“Small” is not a word many students hear when colleges talk about their class sizes anymore, and when they do use that word – they’re most likely using it incorrectly.
Major budget cuts have forced many colleges to cut costs. The easiest and most effective way for colleges to do that was by slimming down on their staff (both professors and administrators).
The national, public universities were hit harder than private universities, and research universities were hit the hardest.
See more from Varsity Tutors here on budget cuts leading to larger class sizes.
But, not all schools have increased their class sizes, and some have actually maintained relatively small classes, according to an article in the US News & World Report.
The US News & World Report surveyed 256 national universities in 2010 and found that 46.2 percent of those schools surveyed have class sizes under 20 students, on average.
It also found that liberal arts colleges (schools that award at least half their degrees in the liberal arts field) have much smaller classes, with 63.3 of classes having fewer than 20 students.
The US News & World Report surveyed 1,355 total institutions of all categories – including private colleges, tech/vocational schools and regional/local colleges. It found that 55.2 percent of classes have fewer than 20 students.
The New School in New York topped the US News & World Report’s list of national universities with the smallest classes. The New School has an undergrad enrollment of 6,882 with 91.4 percent of its classes with fewer than 20 students. Naturally, most of the New School’s degrees awarded are in liberal arts fields.

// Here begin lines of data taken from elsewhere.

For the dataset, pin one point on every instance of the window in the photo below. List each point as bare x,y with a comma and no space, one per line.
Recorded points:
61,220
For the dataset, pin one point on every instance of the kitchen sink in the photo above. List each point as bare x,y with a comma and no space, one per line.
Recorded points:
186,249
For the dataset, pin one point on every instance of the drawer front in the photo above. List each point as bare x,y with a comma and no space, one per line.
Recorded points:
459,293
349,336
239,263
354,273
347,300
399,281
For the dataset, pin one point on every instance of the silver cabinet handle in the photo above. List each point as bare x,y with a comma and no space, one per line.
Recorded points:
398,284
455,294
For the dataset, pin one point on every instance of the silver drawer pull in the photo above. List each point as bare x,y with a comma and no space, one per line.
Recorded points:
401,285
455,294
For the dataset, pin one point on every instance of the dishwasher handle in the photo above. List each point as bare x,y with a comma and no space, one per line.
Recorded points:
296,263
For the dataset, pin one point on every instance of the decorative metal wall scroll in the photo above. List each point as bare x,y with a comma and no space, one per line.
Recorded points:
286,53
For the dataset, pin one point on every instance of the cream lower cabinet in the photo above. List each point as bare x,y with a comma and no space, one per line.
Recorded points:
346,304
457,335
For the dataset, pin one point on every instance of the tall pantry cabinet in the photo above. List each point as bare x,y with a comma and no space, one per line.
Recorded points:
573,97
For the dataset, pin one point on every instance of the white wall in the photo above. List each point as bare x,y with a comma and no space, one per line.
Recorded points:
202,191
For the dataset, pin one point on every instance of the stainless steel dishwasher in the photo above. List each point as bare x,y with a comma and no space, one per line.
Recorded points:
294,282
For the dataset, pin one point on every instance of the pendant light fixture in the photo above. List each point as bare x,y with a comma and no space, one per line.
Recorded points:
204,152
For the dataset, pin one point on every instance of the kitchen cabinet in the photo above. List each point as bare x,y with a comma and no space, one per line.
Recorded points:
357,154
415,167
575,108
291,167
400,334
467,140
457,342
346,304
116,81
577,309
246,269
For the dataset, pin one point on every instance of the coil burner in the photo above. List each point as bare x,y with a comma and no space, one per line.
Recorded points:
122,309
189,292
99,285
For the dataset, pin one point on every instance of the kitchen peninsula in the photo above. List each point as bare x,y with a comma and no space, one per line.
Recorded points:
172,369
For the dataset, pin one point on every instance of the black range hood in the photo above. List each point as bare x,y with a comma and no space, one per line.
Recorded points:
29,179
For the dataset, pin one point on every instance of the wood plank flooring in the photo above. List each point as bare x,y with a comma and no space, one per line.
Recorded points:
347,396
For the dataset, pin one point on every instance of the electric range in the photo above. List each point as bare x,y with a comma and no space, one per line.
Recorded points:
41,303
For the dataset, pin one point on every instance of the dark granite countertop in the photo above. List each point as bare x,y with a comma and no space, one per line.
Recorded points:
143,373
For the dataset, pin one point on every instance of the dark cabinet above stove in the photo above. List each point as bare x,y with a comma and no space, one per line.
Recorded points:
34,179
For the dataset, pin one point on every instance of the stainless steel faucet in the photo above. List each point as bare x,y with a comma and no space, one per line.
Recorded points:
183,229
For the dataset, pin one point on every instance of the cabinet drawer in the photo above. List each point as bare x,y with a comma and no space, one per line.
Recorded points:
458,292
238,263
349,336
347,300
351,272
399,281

Four of the 10 national universities on this list are ranked in the top 10 best national colleges list, also determined by the US News & World Report, not surprisingly. The four are Harvard, Yale, Columbia and the University of Chicago.
Colleges try to keep their student-to-faculty ratios as low as possible. Smaller class sizes give students more one-on-one time with professors and more tailored learning. In small classes, professors can adjust their curriculum to fit the interests of each class – something that’s completely lost in huge, lecture halls.